The findings were released Tuesday in a report titled "Worldwide Cost of Living 2017," which ranked the world's major cities by comparing more than 400 individual prices across 160 products and services including food, drink, clothing, household supplies and personal care items among others.
The Japanese cities of Tokyo and Osaka re-entered the top 10 rank, climbing seven and nine places respectively over the year to rank 4th and 5th, owing to a sustained recovery in the yen.

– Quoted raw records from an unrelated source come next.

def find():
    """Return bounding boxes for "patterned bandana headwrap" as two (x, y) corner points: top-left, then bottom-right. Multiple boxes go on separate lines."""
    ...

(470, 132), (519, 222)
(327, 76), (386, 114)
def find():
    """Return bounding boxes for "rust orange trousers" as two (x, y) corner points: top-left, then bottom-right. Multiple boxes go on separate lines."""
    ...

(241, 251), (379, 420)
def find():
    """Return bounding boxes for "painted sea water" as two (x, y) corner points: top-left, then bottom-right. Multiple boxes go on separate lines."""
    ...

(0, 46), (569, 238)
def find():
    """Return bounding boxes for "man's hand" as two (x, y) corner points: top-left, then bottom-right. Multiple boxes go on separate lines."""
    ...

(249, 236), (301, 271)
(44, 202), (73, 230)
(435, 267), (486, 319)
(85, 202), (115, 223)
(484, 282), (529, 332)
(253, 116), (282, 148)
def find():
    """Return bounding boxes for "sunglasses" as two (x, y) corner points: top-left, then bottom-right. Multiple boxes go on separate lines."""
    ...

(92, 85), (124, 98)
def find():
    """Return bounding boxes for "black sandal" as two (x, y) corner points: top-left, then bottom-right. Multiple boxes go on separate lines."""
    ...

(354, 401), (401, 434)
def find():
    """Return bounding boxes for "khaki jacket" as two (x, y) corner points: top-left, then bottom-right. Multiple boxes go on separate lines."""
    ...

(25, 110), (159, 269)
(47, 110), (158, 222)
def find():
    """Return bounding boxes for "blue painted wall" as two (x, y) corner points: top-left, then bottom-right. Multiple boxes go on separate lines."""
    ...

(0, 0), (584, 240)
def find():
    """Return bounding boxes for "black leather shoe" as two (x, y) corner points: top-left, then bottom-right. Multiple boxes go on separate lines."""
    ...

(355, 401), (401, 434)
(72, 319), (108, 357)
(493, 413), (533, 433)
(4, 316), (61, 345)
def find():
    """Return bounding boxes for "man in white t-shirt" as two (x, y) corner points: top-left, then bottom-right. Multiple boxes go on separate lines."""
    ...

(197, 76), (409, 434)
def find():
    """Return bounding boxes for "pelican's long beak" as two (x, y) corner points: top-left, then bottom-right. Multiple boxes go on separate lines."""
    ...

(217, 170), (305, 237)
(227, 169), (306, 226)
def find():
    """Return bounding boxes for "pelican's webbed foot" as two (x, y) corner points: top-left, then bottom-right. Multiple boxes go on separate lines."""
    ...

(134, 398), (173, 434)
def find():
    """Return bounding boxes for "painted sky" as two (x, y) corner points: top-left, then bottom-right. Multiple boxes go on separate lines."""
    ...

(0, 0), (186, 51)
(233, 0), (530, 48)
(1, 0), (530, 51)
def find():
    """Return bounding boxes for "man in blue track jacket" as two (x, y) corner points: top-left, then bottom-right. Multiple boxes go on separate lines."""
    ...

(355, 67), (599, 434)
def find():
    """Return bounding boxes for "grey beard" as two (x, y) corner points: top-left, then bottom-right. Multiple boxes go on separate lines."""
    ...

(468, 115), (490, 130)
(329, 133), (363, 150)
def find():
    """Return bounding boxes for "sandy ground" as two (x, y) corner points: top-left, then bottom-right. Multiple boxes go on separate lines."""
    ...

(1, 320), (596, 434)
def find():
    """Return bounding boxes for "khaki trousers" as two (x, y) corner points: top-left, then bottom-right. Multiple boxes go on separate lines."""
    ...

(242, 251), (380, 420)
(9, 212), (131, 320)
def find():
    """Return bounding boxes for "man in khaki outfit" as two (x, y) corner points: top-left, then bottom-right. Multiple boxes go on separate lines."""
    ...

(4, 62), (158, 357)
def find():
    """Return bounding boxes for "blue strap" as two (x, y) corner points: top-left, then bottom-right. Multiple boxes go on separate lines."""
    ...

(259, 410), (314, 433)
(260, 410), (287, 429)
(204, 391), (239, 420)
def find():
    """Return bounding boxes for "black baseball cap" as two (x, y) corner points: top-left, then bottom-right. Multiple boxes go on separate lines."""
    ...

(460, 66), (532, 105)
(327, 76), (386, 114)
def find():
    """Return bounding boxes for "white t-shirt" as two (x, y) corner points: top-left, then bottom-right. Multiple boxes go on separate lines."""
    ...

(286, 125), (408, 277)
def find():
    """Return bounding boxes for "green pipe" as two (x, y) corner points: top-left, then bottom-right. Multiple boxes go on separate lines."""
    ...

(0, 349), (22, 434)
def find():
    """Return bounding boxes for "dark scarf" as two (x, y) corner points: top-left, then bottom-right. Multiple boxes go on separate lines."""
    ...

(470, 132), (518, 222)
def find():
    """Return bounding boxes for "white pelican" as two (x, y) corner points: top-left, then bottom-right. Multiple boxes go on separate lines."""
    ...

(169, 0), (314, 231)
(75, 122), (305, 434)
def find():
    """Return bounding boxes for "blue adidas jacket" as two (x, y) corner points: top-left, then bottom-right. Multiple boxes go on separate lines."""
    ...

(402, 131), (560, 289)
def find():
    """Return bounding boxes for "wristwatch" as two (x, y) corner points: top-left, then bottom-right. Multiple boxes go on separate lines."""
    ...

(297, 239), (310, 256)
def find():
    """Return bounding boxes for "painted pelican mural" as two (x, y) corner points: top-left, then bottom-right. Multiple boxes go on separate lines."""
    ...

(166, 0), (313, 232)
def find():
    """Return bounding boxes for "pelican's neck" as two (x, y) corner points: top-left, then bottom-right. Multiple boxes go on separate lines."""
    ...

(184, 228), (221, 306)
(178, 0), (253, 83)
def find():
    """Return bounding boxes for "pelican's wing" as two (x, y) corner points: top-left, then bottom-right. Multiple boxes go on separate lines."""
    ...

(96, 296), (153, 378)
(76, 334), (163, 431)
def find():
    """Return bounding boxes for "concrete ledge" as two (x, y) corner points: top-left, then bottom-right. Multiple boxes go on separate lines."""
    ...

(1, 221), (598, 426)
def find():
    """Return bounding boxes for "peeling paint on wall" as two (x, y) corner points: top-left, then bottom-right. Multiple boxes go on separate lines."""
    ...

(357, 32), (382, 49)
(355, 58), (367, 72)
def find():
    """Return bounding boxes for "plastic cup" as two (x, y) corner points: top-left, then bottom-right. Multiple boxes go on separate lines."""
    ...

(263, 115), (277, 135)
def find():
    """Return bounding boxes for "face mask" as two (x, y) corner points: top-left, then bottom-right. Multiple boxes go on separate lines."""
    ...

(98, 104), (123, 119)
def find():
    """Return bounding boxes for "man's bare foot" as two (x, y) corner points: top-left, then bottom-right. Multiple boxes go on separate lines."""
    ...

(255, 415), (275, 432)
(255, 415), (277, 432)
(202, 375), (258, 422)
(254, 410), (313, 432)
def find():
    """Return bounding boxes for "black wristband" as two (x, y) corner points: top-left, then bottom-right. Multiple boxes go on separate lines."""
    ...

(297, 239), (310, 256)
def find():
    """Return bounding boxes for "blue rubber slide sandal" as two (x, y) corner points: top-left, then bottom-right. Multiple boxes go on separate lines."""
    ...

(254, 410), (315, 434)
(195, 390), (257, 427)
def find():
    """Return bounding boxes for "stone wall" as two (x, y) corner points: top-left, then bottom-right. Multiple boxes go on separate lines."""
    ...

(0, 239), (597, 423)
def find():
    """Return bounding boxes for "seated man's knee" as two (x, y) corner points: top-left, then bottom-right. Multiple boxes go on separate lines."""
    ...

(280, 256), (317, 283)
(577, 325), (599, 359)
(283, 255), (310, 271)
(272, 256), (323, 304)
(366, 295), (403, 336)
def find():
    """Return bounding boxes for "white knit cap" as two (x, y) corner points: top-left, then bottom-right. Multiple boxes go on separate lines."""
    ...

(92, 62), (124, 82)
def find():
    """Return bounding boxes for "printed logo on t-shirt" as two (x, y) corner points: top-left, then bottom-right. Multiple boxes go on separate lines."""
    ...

The rest of the top ten comprised four cities in Western Europe and New York as the lone North American representative thanks to a relatively weak greenback last year.
Some of the cheapest cities to live in were also in Asia — particularly in South Asia — but the report noted many of these places had "well-documented economic, political, security and infrastructural challenges."
The biggest movers up the ranking in the last 12 months were mostly from the emerging markets — Sao Paulo and Rio de Janeiro climbed up 29 and 27 places respectively to rank 78th and 86th thanks to a recovery in the local currency and double-digit inflation. As well, Antipodean cities such as Brisbane, Adelaide, and Auckland clocked in higher.
Conversely Manchester and London dropped 25 and 18 places respectively mostly due to last year's plunge in the British pound following the Brexit vote.